Researchers at Yale University (New Haven, CT) have taken an important step toward monolithically integrating longwave light-emitting components into a commercially established semiconductor substrate material for integrated optoelectronics by successfully demonstrating the first 1.5-µm-emitting gallium arsenide (GaAs) light-emitting diode (LED).
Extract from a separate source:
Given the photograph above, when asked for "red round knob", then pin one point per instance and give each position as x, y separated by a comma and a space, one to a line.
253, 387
Instead of relying on the natural 0.85-µm bandgap energy of GaAs, the Yale team used molecular beam epitaxy (MBE) of low-temperature -grown GaAs to create artificial deep energy-level bands; located between the usual conduction and valence bands, they rely on arsenic antisite defects in which gallium atoms are displaced by arsenic atoms. The arsenic antisite defects emit light during transitions from the ground states, for which the schematic shows two constituent cloud shapes of an antisite in a GaAs lattice (blue is gallium and red is arsenic; green and yellow are electron clouds). The researchers observed strong optical-emission peaks at 1 and 1.5 µm.1
The large density of arsenic antisite defects yielded large absorption coefficients and efficiency-bandwidth products for deep-level optical transitions, on the order of conventional conduction-to-valence band transitions. In addition, subpicosecond carrier lifetimes in the low-temperature-grown GaAs are expec ed to enable rapid switching. The research team reported 24 mW of internal optical power and projected modulation at terahertz rates.
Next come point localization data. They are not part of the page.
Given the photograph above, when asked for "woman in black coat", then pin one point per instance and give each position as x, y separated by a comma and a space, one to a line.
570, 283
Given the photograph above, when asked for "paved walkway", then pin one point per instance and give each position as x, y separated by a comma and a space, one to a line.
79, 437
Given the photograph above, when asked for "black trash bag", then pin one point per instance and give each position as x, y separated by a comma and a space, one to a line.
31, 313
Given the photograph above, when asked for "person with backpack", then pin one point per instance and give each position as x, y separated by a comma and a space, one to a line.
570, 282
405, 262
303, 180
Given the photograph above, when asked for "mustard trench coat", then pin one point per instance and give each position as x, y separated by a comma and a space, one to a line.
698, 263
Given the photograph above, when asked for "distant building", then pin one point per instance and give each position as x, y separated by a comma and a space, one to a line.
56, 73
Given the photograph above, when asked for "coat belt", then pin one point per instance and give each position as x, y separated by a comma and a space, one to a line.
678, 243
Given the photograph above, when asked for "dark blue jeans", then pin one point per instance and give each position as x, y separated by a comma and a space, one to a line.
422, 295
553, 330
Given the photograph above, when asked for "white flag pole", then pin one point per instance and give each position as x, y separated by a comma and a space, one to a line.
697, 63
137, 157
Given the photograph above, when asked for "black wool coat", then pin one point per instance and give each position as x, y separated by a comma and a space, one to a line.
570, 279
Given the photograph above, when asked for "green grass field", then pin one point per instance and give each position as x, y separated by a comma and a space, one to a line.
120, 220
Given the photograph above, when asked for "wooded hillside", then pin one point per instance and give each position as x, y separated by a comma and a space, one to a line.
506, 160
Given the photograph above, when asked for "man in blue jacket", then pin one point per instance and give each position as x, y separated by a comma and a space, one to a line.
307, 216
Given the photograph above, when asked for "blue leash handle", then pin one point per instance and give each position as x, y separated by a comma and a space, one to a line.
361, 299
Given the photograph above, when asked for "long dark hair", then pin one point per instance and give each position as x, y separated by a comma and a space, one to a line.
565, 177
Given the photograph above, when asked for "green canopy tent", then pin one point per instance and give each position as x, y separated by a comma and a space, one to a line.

"This result is important for three reasons," said Janet Pan, a professor of the departments of electrical engineering and applied physics at Yale. "First, 1.5 µm is the preferred wavelength for efficient transmission (least loss) over long distances in glass optical fibers. Second, GaAs is the most established technology for inexpensive reliable integrated optoelectronics. And third, our light emitters can be turned on and off at terahertz speeds, which are needed for future high-speed communications systems."
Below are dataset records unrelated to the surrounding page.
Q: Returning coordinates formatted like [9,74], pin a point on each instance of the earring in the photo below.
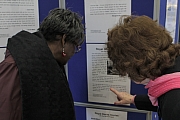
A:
[63,54]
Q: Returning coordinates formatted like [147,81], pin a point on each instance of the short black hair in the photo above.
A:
[63,21]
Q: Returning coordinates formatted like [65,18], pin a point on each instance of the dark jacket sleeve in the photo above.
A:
[142,102]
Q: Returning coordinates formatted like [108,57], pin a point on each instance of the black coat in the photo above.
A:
[169,103]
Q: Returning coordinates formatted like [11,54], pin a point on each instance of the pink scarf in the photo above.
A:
[161,85]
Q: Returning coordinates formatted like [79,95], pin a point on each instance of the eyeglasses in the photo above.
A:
[77,48]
The indium phosphide substrate upon which 1.5-µm-wavelength optical devices are usually made has not proven compatible with commercial integrated circuit technology, so the Yale results seem to offer a lot of promise for integrating fiberoptic components with electronic circuitry. But Pan expects that it will take three to five years before practical devices result from the long-wavelength GaAs LED technology. The next goals for the research team will be to increase the efficiency above the reported 0.6% and to decrease operating-current levels.
"I would describe my approach with caution," Pan said. "As with any new material and any new technology, unforeseen problems come up and have to be solved. The internal optical power within my LED was large. However, much engineering will be required to extract the internal optical power as external optical power."
REFERENCE
- J. L. Pan et al., Nature Materials, published online, www.nature.com/naturematerials.com, doi:10.1038/nmat887 (May 4, 2003).